A mass of 3.25 kg is attached to the end of a spring that is stretched 20 cm by a force of 14 N. It is set in motion with an initial position x_0 = 0 and initial velocity (in m/s) v_0 = -11. Find the amplitude, period, and frequency of the resulting motion. You should assume that the system is frictionless
To find the amplitude, period, and frequency of the resulting motion, we can use the equation of motion for a mass-spring system given by:
x(t) = A * cos(ωt + φ)
Where:
x(t) is the displacement of the mass at time t,
A is the amplitude of the motion,
ω is the angular frequency,
t is the time,
φ is the phase constant.
First, let's find the angular frequency (ω) of the motion using the equation:
ω = √(k / m)
Where:
k is the spring constant (force per unit displacement),
m is the mass.
The spring constant can be determined using Hooke's Law:
F = k * x
Where:
F is the force,
x is the displacement.
In this case, the displacement is 20 cm = 0.2 m and the force is 14 N.
k = F / x = 14 N / 0.2 m = 70 N/m
Now we can calculate the angular frequency:
ω = √(k / m) = √(70 N/m / 3.25 kg) = 3.771 rad/s
Next, let's find the amplitude (A) using the initial conditions given. We know that at time t = 0, the position (x_0) is 0 and the velocity (v_0) is -11 m/s. The equation of motion can be rewritten as:
x(t) = A * cos(ωt)
At t = 0, x(0) = A * cos(0) = A
Therefore, the initial displacement (x_0) is equal to the amplitude (A). So, A = 0.
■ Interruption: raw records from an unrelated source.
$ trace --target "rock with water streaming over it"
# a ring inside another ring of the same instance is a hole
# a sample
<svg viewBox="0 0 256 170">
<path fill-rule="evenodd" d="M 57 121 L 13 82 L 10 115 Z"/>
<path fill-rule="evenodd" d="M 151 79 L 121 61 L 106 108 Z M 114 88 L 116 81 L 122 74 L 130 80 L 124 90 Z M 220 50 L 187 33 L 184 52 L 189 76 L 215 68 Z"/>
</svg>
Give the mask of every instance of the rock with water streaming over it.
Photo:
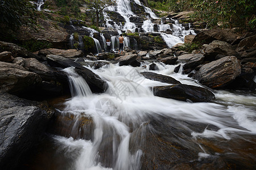
<svg viewBox="0 0 256 170">
<path fill-rule="evenodd" d="M 92 92 L 104 93 L 108 88 L 108 83 L 90 70 L 85 67 L 75 67 L 75 70 L 85 80 Z"/>
<path fill-rule="evenodd" d="M 54 111 L 8 94 L 0 94 L 0 167 L 17 169 L 44 134 Z"/>
<path fill-rule="evenodd" d="M 63 50 L 56 48 L 44 49 L 38 52 L 38 55 L 46 56 L 48 54 L 60 56 L 65 58 L 75 58 L 82 57 L 84 53 L 81 50 L 77 50 L 74 49 Z"/>
<path fill-rule="evenodd" d="M 159 74 L 152 72 L 142 72 L 141 74 L 145 78 L 152 80 L 158 81 L 162 83 L 170 83 L 172 84 L 181 84 L 175 79 L 164 75 Z"/>
<path fill-rule="evenodd" d="M 214 98 L 214 95 L 209 90 L 195 86 L 176 84 L 154 87 L 155 96 L 182 101 L 193 102 L 209 102 Z"/>
<path fill-rule="evenodd" d="M 217 88 L 230 83 L 241 73 L 240 61 L 228 56 L 203 65 L 194 77 L 204 85 Z"/>
<path fill-rule="evenodd" d="M 235 56 L 237 58 L 241 58 L 240 55 L 233 49 L 229 44 L 224 41 L 215 40 L 209 45 L 204 45 L 205 48 L 205 60 L 207 61 L 214 61 L 218 54 L 225 56 Z"/>
</svg>

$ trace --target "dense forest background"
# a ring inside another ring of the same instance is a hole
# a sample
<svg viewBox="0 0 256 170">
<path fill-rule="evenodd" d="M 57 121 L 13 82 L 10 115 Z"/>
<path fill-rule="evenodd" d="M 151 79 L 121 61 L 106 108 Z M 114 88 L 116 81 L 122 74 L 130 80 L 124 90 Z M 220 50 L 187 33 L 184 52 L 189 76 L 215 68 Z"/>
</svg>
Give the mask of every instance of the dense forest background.
<svg viewBox="0 0 256 170">
<path fill-rule="evenodd" d="M 241 32 L 254 31 L 256 1 L 254 0 L 143 0 L 145 5 L 155 10 L 162 16 L 163 11 L 178 12 L 193 11 L 191 19 L 205 22 L 209 28 L 217 27 L 232 29 L 237 27 Z M 68 22 L 70 18 L 89 20 L 92 27 L 97 29 L 100 12 L 112 0 L 47 0 L 44 8 L 64 17 L 51 18 L 56 22 Z M 82 13 L 81 7 L 90 10 Z M 37 11 L 28 0 L 0 0 L 0 33 L 2 40 L 11 40 L 13 33 L 22 25 L 36 29 L 36 18 L 47 17 Z M 102 17 L 102 16 L 101 16 Z M 98 19 L 97 19 L 98 18 Z"/>
</svg>

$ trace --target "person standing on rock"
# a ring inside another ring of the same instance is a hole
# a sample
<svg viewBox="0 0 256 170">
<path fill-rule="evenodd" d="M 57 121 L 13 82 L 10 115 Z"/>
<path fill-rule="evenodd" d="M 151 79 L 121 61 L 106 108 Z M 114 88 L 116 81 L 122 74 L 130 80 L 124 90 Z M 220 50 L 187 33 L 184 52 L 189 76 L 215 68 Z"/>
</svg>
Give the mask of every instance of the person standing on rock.
<svg viewBox="0 0 256 170">
<path fill-rule="evenodd" d="M 119 37 L 119 50 L 118 50 L 118 54 L 121 51 L 121 54 L 123 54 L 123 35 L 121 33 L 120 35 L 120 37 Z"/>
<path fill-rule="evenodd" d="M 107 44 L 107 52 L 110 53 L 111 50 L 111 42 L 109 39 L 108 39 L 106 42 Z"/>
</svg>

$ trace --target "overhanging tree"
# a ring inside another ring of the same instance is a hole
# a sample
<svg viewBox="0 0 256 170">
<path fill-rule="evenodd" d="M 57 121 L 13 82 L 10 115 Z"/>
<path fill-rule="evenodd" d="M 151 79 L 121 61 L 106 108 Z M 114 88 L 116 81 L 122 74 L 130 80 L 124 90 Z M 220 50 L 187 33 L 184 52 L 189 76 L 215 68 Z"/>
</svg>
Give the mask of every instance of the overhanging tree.
<svg viewBox="0 0 256 170">
<path fill-rule="evenodd" d="M 97 27 L 98 27 L 100 12 L 106 7 L 113 5 L 115 3 L 115 0 L 85 0 L 85 1 L 88 7 L 95 12 Z"/>
</svg>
Since the amplitude is 0, the motion is a simple harmonic motion along the equilibrium position without any oscillation.
Now, let's find the period (T) and frequency (f) of the motion. The period is the time taken for one complete cycle of the motion, and the frequency is the number of cycles per unit time.
The period (T) can be calculated as:
T = 2π / ω
T = 2π / 3.771 rad/s ≈ 1.671 s
The frequency (f) can be calculated as:
f = 1 / T
f = 1 / 1.671 s ≈ 0.598 Hz
Therefore, the amplitude of the motion is 0 m, the period is approximately 1.671 seconds, and the frequency is approximately 0.598 Hz.